List of property to import from documents. * means all

documentType

Document

Name of the type defined in the schema when importing documents

vertices

url of the file to import containing vertices only. This is useful when the database is split in separate files

verticesFileType

The format of the file containing vertices (csv, graphml, graphson)

verticesDelimiter

Delimiter used to separate vertices

verticesHeader

Header containing the properties in the CSV vertices. One property per column. If not defined it is parsed from the first line

verticesSkipEntries

0

Number of rows to skip from the vertices file

expectedVertices

0

Number of vertices expected. This is useful to determine the ETA of the importing process of vertices. 0 means unknown

vertexType

Vertex

Name of the type defined in the schema when importing vertices

vertexPropertiesInclude

*

List of property to import from vertices. * means all

edges

url of the file to import containing edges only. This is useful when the database is split in separate files

edgesFileType

The format of the file containing edges (csv, graphml, graphson)

edgesDelimiter

Delimiter used to separate edges

edgesHeader

Header containing the properties in the CSV edges.

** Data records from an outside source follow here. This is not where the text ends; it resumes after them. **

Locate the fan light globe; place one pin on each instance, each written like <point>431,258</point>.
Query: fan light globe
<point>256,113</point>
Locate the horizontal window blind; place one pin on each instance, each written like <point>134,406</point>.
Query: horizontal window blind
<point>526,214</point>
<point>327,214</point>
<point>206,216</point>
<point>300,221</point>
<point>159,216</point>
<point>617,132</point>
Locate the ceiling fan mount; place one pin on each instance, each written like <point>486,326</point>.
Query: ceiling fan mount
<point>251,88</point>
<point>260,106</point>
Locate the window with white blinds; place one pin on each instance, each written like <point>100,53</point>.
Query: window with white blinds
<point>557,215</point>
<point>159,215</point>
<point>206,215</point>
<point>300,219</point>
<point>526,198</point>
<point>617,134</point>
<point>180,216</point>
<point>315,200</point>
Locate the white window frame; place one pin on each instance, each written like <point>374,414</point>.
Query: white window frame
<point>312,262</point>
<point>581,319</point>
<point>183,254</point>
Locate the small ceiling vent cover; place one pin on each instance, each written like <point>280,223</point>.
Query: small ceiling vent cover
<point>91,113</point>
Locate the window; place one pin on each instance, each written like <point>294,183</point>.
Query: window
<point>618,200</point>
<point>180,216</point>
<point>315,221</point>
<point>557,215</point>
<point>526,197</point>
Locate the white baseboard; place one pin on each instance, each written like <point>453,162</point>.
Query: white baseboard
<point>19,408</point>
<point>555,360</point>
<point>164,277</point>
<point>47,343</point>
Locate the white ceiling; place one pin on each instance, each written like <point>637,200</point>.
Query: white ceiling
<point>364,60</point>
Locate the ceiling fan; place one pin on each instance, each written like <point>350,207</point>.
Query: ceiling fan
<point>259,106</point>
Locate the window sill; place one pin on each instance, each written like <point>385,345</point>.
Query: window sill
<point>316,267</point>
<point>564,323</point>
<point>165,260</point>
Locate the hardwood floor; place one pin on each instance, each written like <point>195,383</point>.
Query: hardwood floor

One property per column. If not defined it is parsed from the first line

edgesSkipEntries

0

Number of rows to skip from the edges file

expectedEdges

0

Number of edges expected. This is useful to determine the ETA of the importing process of edges. 0 means unknown

maxRAMIncomingEdges

256MB

Maximum RAM used to create edges. The more RAM, the faster.

edgeType

Edge

Name of the type defined in the schema when importing edges

edgePropertiesInclude

*

List of property to import from edges. * means all

edgeFromField

Name of the property containing the starting vertex

edgeToField

Name of the property containing the ending vertex

edgeBidirectional

true

When creating edges, create bidirectional edges if true, otherwise unidirectional

distanceFunction

innerproduct

Type of distance measure, see similarity measures.

efConstruction

256

Size of dynamic neighbor candidate list of (during insert).

ef

256

Number of nearest neighbors to return (in layer search).

m

16

Maximum number of connections per layer in the HNSW index. Higher values improve recall but increase memory usage

vectorType

float

The data type of a vector element, for example 'float'.

idProperty

"name"

Name of the property that will be used as the unique identifier for vertices during import

The probeOnly setting can also be used to send a GET request to another service or HTTP API, for example to report a previous import is finished.